Farm and Family Growth
At age 17, Marty rented his first farm and raised wheat and cattle. He used his father’s equipment in exchange for labor, and he continued to work on the farm while in college. After graduating with a degree in agronomy, Marty returned to Red Rock with Crystal, whom he met at OSU, and began growing his operation. In 2005, he adopted a no-till farming approach and started diversifying his crops, and he also purchased his own equipment.
“We just struck out on our own and have grown from there,” Marty says. “I currently own about 25 percent of what I farm, and I rent the rest. In order to take care of the soil, we rotate our crops. We try to never plant two of the same crops on the same piece of land consecutively.”
As the farm has grown and prospered, so has the Williams family. Marty and Crystal have a daughter, 8-year-old Ava, and son, 4-year-old Morgan. Both children are homeschooled by Crystal, who has an education degree from OSU.
“We decided to homeschool the kids so they could be more involved in the operation,” Crystal says.
“When they were little and I was teaching full time, we had to have childcare. We were all going in different directions – we just didn’t see much of each other. Now we can all be involved on the farm.”
Although Crystal helps out on the farm when time allows, there are two to three employees regularly working on the farm. Marty says he and his employees typically focus on taking care of livestock in the wintertime, but during warm-weather months, they’re primarily busy with planting seed, harvesting crops and repairing equipment.
Current Success and Future Plans
In 2014, the Oklahoma Farm Bureau recognized the hard work of the Williams family and awarded Marty and Crystal with the Young Farmers and Ranchers Achievement Award.
“That award is pretty special to us,” Marty says. “It recognizes the amount of work and effort you put into your farm and ranch, as well as the quality of your work. It also recognizes your community involvement – the amount of time you spend helping others.”

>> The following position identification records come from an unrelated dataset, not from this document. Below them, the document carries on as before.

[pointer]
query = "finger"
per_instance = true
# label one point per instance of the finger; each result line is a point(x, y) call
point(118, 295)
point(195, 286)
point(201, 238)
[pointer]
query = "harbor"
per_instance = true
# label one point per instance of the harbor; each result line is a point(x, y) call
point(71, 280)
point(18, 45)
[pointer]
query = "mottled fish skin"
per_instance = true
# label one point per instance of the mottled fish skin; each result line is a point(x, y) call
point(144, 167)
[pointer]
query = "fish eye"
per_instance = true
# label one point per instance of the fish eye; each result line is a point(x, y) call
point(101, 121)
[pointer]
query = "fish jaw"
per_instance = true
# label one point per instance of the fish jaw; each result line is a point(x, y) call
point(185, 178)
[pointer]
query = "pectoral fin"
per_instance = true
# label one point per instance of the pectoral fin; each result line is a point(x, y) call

Looking toward the future, Marty says he wants to grow his land ownership and eventually reduce the amount of farmland he rents. He also plans to continue diversifying his crops and possibly ship his products directly to consumers. In addition, he wants to add more grain storage facilities to his operation, which would make it more feasible to ship wheat directly to bread mills.
“It hasn’t been easy, but I’ve learned what it takes to be a businessman, as well as a farmer,” Marty says.